The graph above tracks gasoline prices in Europe and the U.S. An American looking at the graph may be puzzled by the much smaller decline in Europe than in the U.S. Why the difference? One reason is that taxes on fuel are much higher in Europe, which means that a large fraction of the cost there hasn’t changed. The graph below shows another reason: The price of crude oil in euros actually hasn’t changed that much. The dollar price has declined a great deal, but the dollar has also strengthened significantly with respect to the euro, canceling out much of the decline. Indeed, the dollar price fell from about $110 to about $50. The euro price fell much less, from €80 to €50.
How these graphs were created: For the first graph, search for “europe transportation fuel price” and “gasoline CPI” (monthly, not seasonally adjusted) and add the series. To align both series at the recent peak price for the U.S., choose “Index (Scale value to 100 for chosen period)” for the units and 2014-06-01 for the date. For the second graph, search for “oil Brent” and select the monthly series. Then add the same series again as series 2. Finally, add the dollar/euro exchange rate to series 1 and apply transformation a/(b). (The parentheses in the formula simply make the label in the graph easier to read.)
Suggested by Christian Zimmermann.
Norway is a small country with an oversized oil sector. So how do fluctuations in crude oil prices affect its economy? It is too early to look at Norway’s GDP for any effects from the recent drop in oil prices. But we can look at its stock market. The graph above shows the price of North Sea oil (deflated to remove the general increase in prices) and the index of the Oslo Stock Exchange (converted to U.S. dollars and deflated as well). It is pretty obvious that there’s a strong relationship between the two. The relationship is even more obvious when you look at the scatter plot below, where each point corresponds to a date and each axis corresponds to one of the time series.

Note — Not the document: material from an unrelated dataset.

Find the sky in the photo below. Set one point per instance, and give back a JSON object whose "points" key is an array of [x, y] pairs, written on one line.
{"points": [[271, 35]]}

How these graphs were created: Search for “Share price Norway” and add the monthly index series to the graph. Note: We’ll use only monthly series here. Then add the series “Norway exchange rate” and “CPI United States” to series 1. Apply transformation a/b/c. Now select “Brent oil price” as series 2 and add “CPI United States” to it. Apply transformation a/b. Use the right y-axis for this series. (You may remove the axis labels, under the graph settings tab, if you think things have become too crowded with all these transformations.) Repeat these steps to create the second graph, but switch graph type to “Scatter” under the graph settings tab.